Garbo La moda
2012 - Discipline/Venus
Non mancano squarci ambiguamente romantici, come nel caso del piano dell’intro di Sparare, che poi sfocia in un asciutto mugghiare di chitarre ed inneggia all’eutanasia di un amore, nell’impossibilità di un cambiamento; nel complesso comunque l’album si muove soprattutto tra kraut-rock, ritmiche post-punk ed alternative inglese, in cui sembrano affondare le chitarre di Gira in continuazione 03, manifesto inquieto/dichiarazione di “guerra senza quartiere”.
La moda obliqua di Garbo, come recita il titolo completo del disco, è pertanto una seduzione raffinata e oscura di synths e chitarre magmatiche, di dettagli ingranditi dal lievito di fantasie smisurate degne solo di un dio (v. i versi di Sexy o di Movimento notturno, in duetto con Sarah Stride, al secolo Sarah Demagistri); è un flusso denso di suoni sporchi, che improvvisamente possono ripulirsi in uno squarcio jazzato (Errori con i cori di Luca Urbani, coproduttore del lavoro e socio di Discipline). E’ uno specchio di contraddizioni esibite, di ineliminabili dualismi, di ironia ed abbandono alle passioni, di una sincerità disinibita e di una maestosa, lirica, palpitante corporalità (v. Metà cielo con cori di Sarah Stride e una sinfonia di synths suonati da Garbo, Urbani e Alberto Styloo, coautore della musica e altro compagno di Discipline).

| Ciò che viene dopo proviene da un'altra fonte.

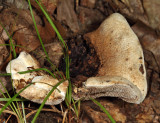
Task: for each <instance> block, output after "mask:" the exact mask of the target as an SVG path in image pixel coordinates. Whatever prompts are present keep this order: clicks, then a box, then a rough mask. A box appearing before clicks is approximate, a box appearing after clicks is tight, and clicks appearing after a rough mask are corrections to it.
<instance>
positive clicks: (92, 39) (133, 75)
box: [73, 13, 147, 104]
mask: <svg viewBox="0 0 160 123" xmlns="http://www.w3.org/2000/svg"><path fill="white" fill-rule="evenodd" d="M84 38H85V39H86V40H87V41H90V42H91V43H92V44H93V46H94V48H95V50H96V52H97V55H98V57H99V59H100V63H101V65H100V68H99V70H98V74H97V75H96V77H90V78H88V79H87V80H86V81H85V82H83V86H82V87H80V88H75V89H74V94H73V97H74V99H76V100H78V99H80V98H83V99H85V100H88V99H90V98H91V97H92V98H97V97H102V96H111V97H119V98H121V99H122V100H124V101H126V102H129V103H136V104H139V103H141V102H142V101H143V100H144V98H145V96H146V93H147V81H146V70H145V63H144V56H143V50H142V47H141V44H140V42H139V40H138V38H137V36H136V35H135V33H134V32H133V31H132V29H131V28H130V26H129V24H128V23H127V21H126V19H125V18H124V17H123V16H122V15H121V14H119V13H114V14H112V15H111V16H109V17H108V18H107V19H106V20H104V22H103V23H102V24H101V25H100V27H99V28H98V29H97V30H95V31H93V32H91V33H87V34H86V35H85V36H84Z"/></svg>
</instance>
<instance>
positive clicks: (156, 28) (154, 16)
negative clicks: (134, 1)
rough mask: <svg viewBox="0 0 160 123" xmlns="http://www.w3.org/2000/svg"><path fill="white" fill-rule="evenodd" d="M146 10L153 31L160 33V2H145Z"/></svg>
mask: <svg viewBox="0 0 160 123" xmlns="http://www.w3.org/2000/svg"><path fill="white" fill-rule="evenodd" d="M143 5H144V9H145V11H146V14H147V17H148V19H149V24H150V26H151V27H152V28H153V29H157V30H159V31H160V13H159V10H160V1H159V0H143Z"/></svg>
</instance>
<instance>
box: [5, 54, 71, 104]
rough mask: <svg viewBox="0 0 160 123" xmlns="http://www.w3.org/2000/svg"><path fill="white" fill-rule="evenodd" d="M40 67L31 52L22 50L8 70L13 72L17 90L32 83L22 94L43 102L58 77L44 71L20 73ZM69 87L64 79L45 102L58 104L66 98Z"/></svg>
mask: <svg viewBox="0 0 160 123" xmlns="http://www.w3.org/2000/svg"><path fill="white" fill-rule="evenodd" d="M37 68H40V66H39V63H38V61H37V60H35V59H34V58H33V57H32V56H31V55H30V54H28V53H26V52H21V53H20V55H19V56H18V58H16V59H14V60H12V61H11V62H9V64H8V66H7V68H6V71H7V73H11V75H12V79H13V86H14V88H16V91H17V92H18V91H20V90H21V89H22V88H23V86H24V87H25V86H26V85H27V84H28V83H31V82H32V83H33V84H31V85H30V86H29V87H28V88H26V89H25V90H24V91H23V92H22V93H20V95H21V96H22V97H24V98H26V99H29V100H31V101H33V102H37V103H42V102H43V100H44V98H45V97H46V96H47V94H48V93H49V92H50V91H51V89H52V88H53V87H54V86H55V85H56V84H57V83H58V82H59V81H58V80H57V79H55V78H53V77H52V76H50V75H47V74H45V73H42V72H35V71H34V72H31V73H26V74H19V73H18V72H22V71H27V70H32V69H37ZM67 87H68V81H64V82H63V83H62V84H60V85H59V86H58V87H57V89H55V90H54V91H53V93H52V94H51V96H50V97H49V98H48V100H47V102H46V103H45V104H48V105H56V104H59V103H61V102H62V101H63V100H64V99H65V94H66V91H67Z"/></svg>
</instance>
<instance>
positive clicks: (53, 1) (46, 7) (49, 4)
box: [40, 0, 59, 15]
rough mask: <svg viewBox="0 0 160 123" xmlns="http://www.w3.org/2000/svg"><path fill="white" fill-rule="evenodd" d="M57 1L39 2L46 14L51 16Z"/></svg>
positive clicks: (56, 0)
mask: <svg viewBox="0 0 160 123" xmlns="http://www.w3.org/2000/svg"><path fill="white" fill-rule="evenodd" d="M58 1H59V0H41V1H40V3H41V4H42V5H44V7H45V8H46V10H47V12H48V13H49V14H51V15H52V14H53V12H54V11H55V9H56V8H57V4H58Z"/></svg>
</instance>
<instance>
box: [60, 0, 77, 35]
mask: <svg viewBox="0 0 160 123" xmlns="http://www.w3.org/2000/svg"><path fill="white" fill-rule="evenodd" d="M73 5H74V4H73V2H72V0H61V1H60V3H59V5H58V6H57V19H58V20H59V21H60V22H64V23H65V24H66V25H67V26H69V27H70V29H71V30H72V31H73V32H74V33H76V32H78V31H79V25H78V19H77V15H76V13H75V11H74V6H73Z"/></svg>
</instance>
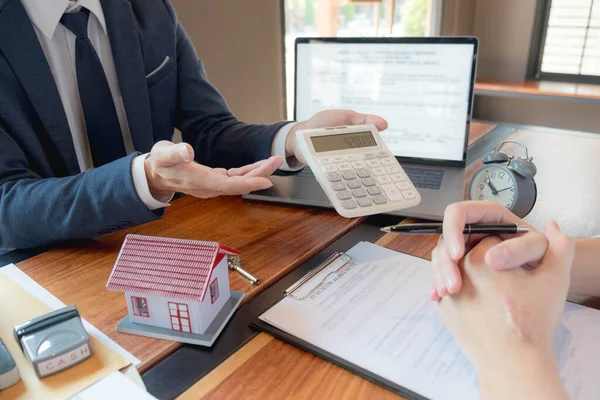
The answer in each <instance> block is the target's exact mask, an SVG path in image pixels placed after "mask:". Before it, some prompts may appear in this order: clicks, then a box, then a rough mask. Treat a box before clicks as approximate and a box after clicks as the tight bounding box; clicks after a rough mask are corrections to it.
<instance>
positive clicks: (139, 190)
mask: <svg viewBox="0 0 600 400" xmlns="http://www.w3.org/2000/svg"><path fill="white" fill-rule="evenodd" d="M148 155H149V154H142V155H141V156H137V157H136V158H134V159H133V163H132V164H131V175H132V176H133V186H134V187H135V191H136V192H137V194H138V196H140V200H142V202H143V203H144V204H145V205H146V207H148V209H149V210H156V209H159V208H164V207H168V206H169V202H170V201H171V200H172V199H173V196H174V195H175V193H173V194H171V195H170V196H159V197H158V198H155V197H154V196H152V193H150V187H149V186H148V178H147V177H146V168H144V160H146V158H148Z"/></svg>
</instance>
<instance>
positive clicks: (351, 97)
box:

D’altronde si fa poesia e musica sperimentale anche la fisicità dell’architettura di Massimo Iosa Ghini, autore del ritratto a matita della doppia copertina dell’album, nell’impalpabile Architettura MIG, con testo e recitato di Elisabetta Fadini e i sintetizzatori siderali di Styloo a descrivere il “cielo” che “s’apre” o respiri che crescono come “terra nascente”, in una fusione degli elementi, dei materiali e delle sensazioni nelle possibilità sconfinate dell’uomo, in un “romanzo poesie di angoli e volte”.
La moda di Garbo insegna “come riempire questa terra di bellezza” (Architettura MIG), con forme musicali estetizzanti, che sfidano le mode in un’eleganza superiore che stilizza il pop e ammanta il rock, e con il fascino inconfondibile di una voce che affiora da abissi di fitte ombre sensuali. La musica di Renato Abate ha un'allure inimitabile, che non dimentica la lezione degli ‘80’s di cui ha saputo seguire o anticipare tendenze e suoni, ma appare senza tempo e oltre un tempo. Lo scavalca infatti e non sfila, ma pulsa e corre, rincorrendo nuove oblique alchimie sonore. E non può pertanto passare di moda.